June falls in the Brazilian dry season — and for wildlife viewing in the Pantanal, it is close to ideal. Days are warm and sunny with low humidity, typically between 22°C and 30°C. Nights can be genuinely cool, particularly on the water during early morning boat excursions. A warm layer is essential for dawn jaguar searches. Rainfall is minimal, water levels are receding, and wildlife concentrates around the remaining water sources, making this one of the finest times of year to visit.

Clothing & Packing

Lightweight, neutral-coloured clothing is appropriate for all wildlife activities — muted tones in khaki, olive, grey, and cream are recommended. A warm fleece or light down jacket is essential for early morning boat excursions. Comfortable closed-toe shoes or boots with ankle support for walking activities. Sun protection — hat, sunscreen, and sunglasses — is critical for extended time on the water. Insect repellent is strongly recommended throughout. Pack light; soft-sided bags are required for all internal ground transfers.

Currency

The Brazilian Real (BRL) is the local currency. US Dollars are not widely accepted outside of hotels and tour operators; guests should carry a mixture of local currency for incidentals and personal purchases. International credit cards are widely accepted in São Paulo and at lodge properties. ATM access is available in São Paulo and Cuiabá but not in remote Pantanal areas.

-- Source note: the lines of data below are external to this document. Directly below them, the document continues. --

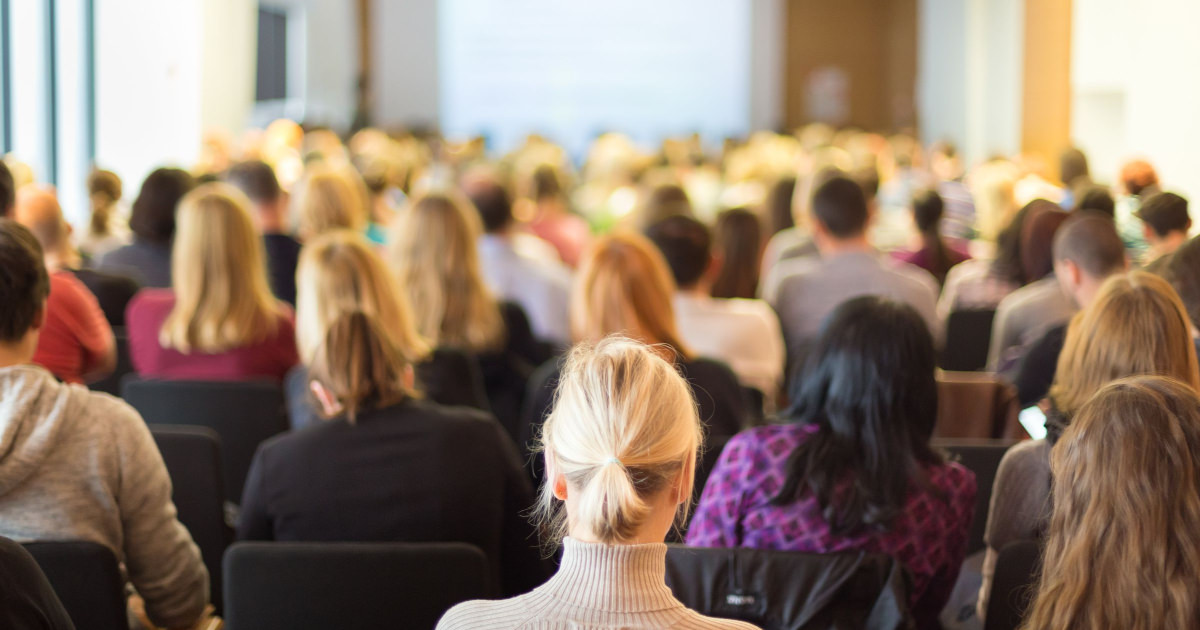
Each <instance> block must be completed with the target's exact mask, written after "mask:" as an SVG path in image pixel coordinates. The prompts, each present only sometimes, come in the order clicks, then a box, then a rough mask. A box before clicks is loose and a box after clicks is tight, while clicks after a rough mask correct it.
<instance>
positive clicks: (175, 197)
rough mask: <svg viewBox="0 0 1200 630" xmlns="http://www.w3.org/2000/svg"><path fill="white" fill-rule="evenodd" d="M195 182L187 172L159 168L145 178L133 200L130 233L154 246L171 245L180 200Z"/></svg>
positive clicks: (164, 168) (174, 235) (184, 171)
mask: <svg viewBox="0 0 1200 630" xmlns="http://www.w3.org/2000/svg"><path fill="white" fill-rule="evenodd" d="M194 186H196V181H194V180H193V179H192V176H191V175H188V174H187V172H186V170H180V169H178V168H160V169H156V170H155V172H154V173H150V174H149V175H146V179H145V181H143V182H142V190H140V191H138V198H137V199H134V200H133V210H132V212H131V214H130V229H131V230H133V234H134V235H137V238H139V239H142V240H144V241H148V242H155V244H161V245H164V244H168V242H170V239H173V238H174V236H175V210H176V206H179V200H180V199H182V198H184V196H185V194H187V193H188V192H190V191H191V190H192V188H193V187H194Z"/></svg>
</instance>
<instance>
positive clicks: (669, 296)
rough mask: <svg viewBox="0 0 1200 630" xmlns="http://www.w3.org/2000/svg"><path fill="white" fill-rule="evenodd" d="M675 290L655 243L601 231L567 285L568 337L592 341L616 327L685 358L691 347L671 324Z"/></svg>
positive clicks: (583, 340) (673, 322)
mask: <svg viewBox="0 0 1200 630" xmlns="http://www.w3.org/2000/svg"><path fill="white" fill-rule="evenodd" d="M674 292H676V284H674V280H673V278H672V277H671V270H670V268H668V266H667V263H666V260H665V259H664V258H662V253H661V252H659V250H658V248H656V247H655V246H654V244H652V242H650V241H649V240H647V239H646V238H644V236H642V235H640V234H635V233H631V232H622V233H613V234H610V235H607V236H602V238H600V239H599V240H596V242H595V244H593V246H592V247H590V248H589V250H588V252H587V253H586V254H584V259H583V263H582V265H581V266H580V275H578V277H577V278H576V281H575V283H574V286H572V287H571V301H570V324H571V336H572V337H575V341H586V342H590V343H595V342H598V341H600V340H601V338H604V337H606V336H608V335H611V334H614V332H617V334H622V335H626V336H629V337H632V338H635V340H638V341H641V342H644V343H650V344H659V343H661V344H666V346H670V347H671V350H673V352H672V353H671V354H674V353H678V354H679V356H682V358H685V359H686V358H689V356H690V352H689V350H688V347H686V346H685V344H684V343H683V340H682V338H680V337H679V332H678V329H677V328H676V317H674V306H673V299H674ZM660 352H661V350H660Z"/></svg>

Most activities and meals on this itinerary are fully inclusive, so cash requirements in the field are minimal.

Electricity

Brazil uses Type N plugs (two round pins, one grounding pin) and operates on 127V or 220V/60Hz depending on the state — Mato Grosso operates on 220V. A universal travel adapter is strongly recommended. Remote Pantanal lodges typically offer limited charging facilities; USB charging and 220V sockets are usually available in the main area. Confirm with your WWJ contact before departure.